Assuming the content you’re checking on the page is derived from data gathered from the database (e.g., “You’re the 394th visitor today!”), this might also check the following:

  • Our connection to the database is allowed through the firewall
  • Our database credentials are up to date
  • The database schema is setup in the expected format (at least in part)

Is this an all-encompassing test? No, but it does test a helluva lot of moving parts and, if any one of them is broken, we’ll know because the test will fail. That’s one useful canary in this here coal mine!

Now, we find that the test is failing. What now? Here’s where the initial set of tests might help. They check the known hiding spots for some of these types of errors. Maybe the source of the problem is in one of these spots, maybe not. At least we can go through by process of elimination. Even better if the tests were already written too!

The moral of this story is that the initial tests on the application server aren’t wrong, but they don’t have a broad enough scope to determine if there’s a problem. You want to be hyper sensitive to if there’s a problem, then hone in when there’s a problem using investigative tests, helping us diagnose the problem if the canary test is failing.

There are any number of known or unknown reasons why a problem may exist. The most effective way to be successful is to know as early as possible that a problem exists so you can start looking for the source of it.

Let’s examine one more concept, best embodied by InSpec’s cloud provider resources.

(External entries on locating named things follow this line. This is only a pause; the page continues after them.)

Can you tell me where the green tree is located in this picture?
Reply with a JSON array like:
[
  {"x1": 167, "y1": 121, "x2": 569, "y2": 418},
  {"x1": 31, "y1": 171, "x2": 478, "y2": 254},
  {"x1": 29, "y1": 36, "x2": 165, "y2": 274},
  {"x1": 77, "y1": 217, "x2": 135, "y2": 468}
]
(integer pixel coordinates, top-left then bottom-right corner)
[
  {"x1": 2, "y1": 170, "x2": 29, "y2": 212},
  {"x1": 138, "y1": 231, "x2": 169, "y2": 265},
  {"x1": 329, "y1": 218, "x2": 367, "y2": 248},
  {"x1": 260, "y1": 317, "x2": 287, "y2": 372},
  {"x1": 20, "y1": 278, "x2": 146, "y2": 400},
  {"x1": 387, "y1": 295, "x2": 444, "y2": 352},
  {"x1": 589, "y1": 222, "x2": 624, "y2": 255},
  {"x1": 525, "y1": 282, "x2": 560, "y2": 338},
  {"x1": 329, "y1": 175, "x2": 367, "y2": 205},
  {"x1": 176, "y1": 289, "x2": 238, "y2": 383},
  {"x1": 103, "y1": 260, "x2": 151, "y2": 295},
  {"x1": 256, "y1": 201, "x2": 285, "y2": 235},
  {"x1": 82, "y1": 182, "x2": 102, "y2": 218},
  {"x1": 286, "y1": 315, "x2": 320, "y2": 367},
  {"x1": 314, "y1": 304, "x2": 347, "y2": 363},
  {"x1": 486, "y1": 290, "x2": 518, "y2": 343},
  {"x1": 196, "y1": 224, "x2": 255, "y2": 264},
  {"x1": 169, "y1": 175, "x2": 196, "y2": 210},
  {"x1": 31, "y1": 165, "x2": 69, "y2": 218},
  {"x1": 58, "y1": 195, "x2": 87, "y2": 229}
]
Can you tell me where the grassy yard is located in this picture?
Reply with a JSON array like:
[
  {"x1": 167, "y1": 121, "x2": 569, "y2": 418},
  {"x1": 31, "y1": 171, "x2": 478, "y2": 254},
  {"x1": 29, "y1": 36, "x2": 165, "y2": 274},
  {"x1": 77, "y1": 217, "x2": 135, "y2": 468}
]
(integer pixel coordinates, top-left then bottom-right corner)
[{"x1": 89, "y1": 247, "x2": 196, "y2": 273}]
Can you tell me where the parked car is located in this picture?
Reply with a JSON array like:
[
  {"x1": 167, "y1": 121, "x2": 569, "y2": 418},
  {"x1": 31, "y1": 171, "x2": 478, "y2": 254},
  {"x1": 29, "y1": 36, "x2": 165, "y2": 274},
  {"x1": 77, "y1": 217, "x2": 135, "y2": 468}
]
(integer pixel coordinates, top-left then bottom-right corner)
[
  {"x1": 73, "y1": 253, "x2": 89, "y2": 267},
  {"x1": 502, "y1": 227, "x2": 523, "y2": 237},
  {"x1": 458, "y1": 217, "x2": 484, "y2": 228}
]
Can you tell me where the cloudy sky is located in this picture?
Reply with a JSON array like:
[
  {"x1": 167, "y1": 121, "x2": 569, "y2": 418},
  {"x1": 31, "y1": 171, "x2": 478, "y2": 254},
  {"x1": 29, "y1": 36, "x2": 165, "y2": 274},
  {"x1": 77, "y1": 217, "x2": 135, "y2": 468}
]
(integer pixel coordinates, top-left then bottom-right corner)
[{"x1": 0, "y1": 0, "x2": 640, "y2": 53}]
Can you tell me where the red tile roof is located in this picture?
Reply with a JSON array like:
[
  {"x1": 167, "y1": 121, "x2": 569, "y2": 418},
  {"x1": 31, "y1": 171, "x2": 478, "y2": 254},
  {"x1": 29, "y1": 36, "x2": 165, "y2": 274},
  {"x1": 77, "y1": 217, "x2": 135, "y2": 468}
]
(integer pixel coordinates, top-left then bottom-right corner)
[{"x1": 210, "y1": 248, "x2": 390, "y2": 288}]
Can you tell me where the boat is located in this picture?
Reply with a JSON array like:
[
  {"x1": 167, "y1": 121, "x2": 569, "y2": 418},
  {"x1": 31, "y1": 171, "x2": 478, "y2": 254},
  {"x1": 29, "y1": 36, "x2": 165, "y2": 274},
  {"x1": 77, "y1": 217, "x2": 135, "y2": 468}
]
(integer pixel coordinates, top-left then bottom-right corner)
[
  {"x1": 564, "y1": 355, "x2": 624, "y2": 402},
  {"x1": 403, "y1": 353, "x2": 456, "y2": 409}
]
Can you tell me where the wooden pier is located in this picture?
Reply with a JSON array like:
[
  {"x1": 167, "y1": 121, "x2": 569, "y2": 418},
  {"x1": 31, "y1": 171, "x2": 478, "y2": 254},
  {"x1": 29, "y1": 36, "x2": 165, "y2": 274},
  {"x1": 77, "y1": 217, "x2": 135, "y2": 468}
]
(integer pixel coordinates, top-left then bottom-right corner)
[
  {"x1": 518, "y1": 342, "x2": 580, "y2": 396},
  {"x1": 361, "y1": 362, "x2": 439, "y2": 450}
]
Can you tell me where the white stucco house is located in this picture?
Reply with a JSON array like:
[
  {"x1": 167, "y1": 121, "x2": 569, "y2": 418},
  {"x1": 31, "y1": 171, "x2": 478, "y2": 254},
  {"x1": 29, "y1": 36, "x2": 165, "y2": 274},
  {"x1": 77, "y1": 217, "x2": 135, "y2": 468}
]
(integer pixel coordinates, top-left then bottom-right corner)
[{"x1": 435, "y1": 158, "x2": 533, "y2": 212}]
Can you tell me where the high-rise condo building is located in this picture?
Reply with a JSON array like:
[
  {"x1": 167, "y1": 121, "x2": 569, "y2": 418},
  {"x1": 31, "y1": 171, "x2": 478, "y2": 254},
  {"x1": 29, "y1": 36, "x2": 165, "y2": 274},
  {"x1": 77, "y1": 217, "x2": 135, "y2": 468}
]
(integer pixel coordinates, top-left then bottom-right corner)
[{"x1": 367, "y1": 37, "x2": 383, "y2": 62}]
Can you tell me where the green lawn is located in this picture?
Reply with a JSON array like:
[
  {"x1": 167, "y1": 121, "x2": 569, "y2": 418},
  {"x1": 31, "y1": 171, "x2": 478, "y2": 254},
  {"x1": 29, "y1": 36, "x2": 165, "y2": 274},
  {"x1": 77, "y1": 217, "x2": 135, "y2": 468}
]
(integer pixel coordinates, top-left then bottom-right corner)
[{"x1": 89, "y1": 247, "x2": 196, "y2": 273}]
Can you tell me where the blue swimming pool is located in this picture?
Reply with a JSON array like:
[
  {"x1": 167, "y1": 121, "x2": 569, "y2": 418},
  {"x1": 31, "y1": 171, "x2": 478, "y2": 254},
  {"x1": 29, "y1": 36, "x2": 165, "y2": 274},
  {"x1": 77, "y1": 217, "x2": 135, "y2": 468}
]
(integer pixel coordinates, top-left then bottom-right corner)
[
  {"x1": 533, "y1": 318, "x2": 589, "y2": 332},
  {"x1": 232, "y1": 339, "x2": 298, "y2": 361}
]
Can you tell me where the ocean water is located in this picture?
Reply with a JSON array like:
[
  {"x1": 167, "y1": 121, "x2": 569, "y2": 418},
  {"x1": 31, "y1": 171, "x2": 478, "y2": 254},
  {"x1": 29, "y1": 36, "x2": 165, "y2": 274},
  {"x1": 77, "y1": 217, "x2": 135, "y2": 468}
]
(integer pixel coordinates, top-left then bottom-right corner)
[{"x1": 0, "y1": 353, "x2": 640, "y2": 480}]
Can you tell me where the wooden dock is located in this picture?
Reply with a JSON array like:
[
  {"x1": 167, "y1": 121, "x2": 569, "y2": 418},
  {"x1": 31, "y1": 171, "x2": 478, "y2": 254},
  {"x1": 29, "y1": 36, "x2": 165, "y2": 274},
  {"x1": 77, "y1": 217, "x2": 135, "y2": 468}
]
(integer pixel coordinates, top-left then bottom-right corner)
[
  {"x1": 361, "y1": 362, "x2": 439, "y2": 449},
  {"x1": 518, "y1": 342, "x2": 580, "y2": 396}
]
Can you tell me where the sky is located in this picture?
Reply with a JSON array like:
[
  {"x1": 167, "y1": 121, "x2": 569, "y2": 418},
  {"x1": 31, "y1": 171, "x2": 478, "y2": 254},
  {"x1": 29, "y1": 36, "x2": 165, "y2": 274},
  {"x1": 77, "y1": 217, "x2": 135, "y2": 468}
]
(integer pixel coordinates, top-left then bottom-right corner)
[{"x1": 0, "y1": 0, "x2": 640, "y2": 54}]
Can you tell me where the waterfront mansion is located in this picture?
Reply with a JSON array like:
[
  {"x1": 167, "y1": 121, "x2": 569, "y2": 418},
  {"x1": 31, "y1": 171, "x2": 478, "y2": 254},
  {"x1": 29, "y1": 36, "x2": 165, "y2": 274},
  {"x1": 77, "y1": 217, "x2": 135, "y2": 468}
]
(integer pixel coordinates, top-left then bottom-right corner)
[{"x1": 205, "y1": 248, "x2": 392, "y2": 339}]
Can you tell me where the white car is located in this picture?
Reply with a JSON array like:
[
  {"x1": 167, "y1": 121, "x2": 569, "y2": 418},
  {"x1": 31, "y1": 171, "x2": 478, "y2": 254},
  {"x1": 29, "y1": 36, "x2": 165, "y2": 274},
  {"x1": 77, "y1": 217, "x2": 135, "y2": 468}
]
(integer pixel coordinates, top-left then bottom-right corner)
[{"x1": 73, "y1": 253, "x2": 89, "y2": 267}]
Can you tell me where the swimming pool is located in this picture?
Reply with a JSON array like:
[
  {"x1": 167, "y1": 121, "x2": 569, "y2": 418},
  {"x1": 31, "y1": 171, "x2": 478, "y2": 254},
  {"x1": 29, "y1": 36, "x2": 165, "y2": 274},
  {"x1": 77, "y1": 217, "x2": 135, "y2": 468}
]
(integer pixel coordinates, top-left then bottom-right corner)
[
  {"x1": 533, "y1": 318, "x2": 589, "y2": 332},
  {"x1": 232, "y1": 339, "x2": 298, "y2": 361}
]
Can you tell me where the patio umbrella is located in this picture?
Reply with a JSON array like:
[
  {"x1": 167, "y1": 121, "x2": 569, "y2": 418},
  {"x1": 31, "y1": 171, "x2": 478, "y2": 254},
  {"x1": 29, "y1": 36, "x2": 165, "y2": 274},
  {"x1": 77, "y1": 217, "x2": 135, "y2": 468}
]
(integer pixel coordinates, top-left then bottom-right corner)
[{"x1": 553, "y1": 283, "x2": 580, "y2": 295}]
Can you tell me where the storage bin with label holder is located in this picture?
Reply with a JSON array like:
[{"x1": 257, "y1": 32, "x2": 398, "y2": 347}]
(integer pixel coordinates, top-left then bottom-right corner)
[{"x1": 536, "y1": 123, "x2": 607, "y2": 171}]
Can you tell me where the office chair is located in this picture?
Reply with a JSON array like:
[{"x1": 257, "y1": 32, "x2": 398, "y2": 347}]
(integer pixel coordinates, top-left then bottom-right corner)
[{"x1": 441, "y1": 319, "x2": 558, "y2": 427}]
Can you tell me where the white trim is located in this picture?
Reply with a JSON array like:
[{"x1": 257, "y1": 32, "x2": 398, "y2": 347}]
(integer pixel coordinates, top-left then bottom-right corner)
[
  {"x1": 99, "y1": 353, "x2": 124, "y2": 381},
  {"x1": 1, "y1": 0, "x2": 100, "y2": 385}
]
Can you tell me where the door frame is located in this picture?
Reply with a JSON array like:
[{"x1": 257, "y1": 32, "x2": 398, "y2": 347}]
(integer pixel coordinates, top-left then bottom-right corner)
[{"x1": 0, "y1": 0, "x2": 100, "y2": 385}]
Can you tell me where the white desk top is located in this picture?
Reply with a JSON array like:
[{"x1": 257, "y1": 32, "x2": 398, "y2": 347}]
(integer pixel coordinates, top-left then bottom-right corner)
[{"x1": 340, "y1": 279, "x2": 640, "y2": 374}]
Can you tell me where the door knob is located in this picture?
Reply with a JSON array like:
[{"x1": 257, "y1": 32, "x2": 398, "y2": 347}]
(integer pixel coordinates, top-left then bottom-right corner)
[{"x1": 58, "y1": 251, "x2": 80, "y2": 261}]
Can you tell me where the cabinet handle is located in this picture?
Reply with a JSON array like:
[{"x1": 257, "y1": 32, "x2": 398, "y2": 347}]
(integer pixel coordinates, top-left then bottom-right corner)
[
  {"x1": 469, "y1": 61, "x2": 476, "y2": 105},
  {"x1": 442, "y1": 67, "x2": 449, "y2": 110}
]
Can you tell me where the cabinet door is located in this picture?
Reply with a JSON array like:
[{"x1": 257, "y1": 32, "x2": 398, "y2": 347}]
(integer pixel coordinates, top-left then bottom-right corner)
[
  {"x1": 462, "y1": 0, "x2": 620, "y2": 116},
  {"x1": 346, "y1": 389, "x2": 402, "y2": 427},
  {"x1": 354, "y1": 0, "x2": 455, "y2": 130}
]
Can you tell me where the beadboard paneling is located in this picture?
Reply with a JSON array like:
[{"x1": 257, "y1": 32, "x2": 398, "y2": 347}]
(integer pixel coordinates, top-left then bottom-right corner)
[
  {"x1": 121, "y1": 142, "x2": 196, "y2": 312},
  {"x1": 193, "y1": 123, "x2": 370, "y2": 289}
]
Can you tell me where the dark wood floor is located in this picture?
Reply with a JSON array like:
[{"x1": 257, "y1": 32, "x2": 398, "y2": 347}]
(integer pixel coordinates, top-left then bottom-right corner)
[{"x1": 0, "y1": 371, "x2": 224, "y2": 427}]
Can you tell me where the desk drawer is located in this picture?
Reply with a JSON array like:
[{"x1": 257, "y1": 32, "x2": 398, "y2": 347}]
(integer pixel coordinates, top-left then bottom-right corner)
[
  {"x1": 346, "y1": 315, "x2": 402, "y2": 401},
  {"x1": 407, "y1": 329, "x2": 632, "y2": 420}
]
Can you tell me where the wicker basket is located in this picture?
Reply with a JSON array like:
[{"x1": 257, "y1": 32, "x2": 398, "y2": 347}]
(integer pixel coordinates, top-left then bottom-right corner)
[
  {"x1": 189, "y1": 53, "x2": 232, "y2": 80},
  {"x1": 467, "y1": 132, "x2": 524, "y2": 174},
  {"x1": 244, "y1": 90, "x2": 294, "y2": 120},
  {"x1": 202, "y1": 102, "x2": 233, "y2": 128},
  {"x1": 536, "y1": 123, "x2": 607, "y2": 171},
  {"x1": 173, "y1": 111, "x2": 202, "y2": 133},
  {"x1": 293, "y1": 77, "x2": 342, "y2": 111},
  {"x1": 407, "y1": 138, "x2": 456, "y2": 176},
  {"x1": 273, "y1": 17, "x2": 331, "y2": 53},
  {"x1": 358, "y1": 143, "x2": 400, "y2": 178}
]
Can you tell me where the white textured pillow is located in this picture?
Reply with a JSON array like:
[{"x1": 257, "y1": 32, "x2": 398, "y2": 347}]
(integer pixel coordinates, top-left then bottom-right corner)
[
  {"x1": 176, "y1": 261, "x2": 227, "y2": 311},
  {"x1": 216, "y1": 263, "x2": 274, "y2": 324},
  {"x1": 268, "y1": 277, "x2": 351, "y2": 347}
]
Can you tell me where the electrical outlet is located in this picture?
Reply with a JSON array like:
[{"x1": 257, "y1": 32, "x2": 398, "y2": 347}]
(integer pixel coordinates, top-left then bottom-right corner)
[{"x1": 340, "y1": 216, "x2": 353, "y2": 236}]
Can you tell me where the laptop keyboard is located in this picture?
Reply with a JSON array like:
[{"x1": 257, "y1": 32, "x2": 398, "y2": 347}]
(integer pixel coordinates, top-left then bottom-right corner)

Why would you need to test that a cloud provider’s setting has a certain value? Are you testing that Terraform did its job? Are you testing that a bit of automation for building up and tearing down cloud resources is working? Great, but something tells me you’re not telling the whole story.

Consider the following InSpec tests:

ec2_sg = 'sg-asdlkjasdflkj321iu21340' # some security group id
rds_sg = 'sg-23oiwqoj23lqwedasdlkj2' # some other security group id

describe aws_ec2_instance(name: 'web-server') do
  it { should exist }
  its('security_group_ids') { should include ec2_sg }

describe aws_security_group(rds_sg) do
  it { should exist }
  it { should allow_in(to_port: 3306, security_group: ec2_sg, protocol: 'tcp') }
  it { should allow_in(to_port: 3306, security_group: ec2_sg, protocol: 'udp') }

In case you aren’t fluent in AWS jargon, this means my virtual machine running my web service is whitelisted in the firewall to allow communication with my database over TCP or UDP on the database’s port 3306.

Instead of testing that the firewall rule, what if we just tested that we’re functionally able to connect from one host to the other?

db_username = 'root'
db_password = 'hunter2'
db_host = ''
db_port = 3306

sql = mysql_session(db_username, db_password, db_host, db_port)

describe sql.query('SELECT 1;') do
  it { should_not match(/Can't connect to .* MySQL server/i) }
  it { should_not match(/^error /i) }

What does this change really accomplish?

Let’s say some poor engineer working for Amazon pushes some bad code. This bad code disregards your settings and changes the actual port for a few RDS instances to be listening from 9999 instead. What happens with our tests from earlier? All green! Why? Because we’re testing the settings, not the functionality.

The same goes for if AWS has an unexpected outage. Why is my web service suddenly failing, despite all of my infrastructure being configured correctly? Oh because I’m only checking that I’ve told it the right thing, not that it’s doing the right thing.

Not to rip on cloud providers, but the same concept is found in testing, say, an IOS router by Cisco. I might write a test that confirms its config commands output something in particular. Is checking the output helpful? Maybe, but we’re not actually testing that packets get routed to their proper destination.

Let’s focus on the end goal instead of being so myopic to how we arrive at that goal.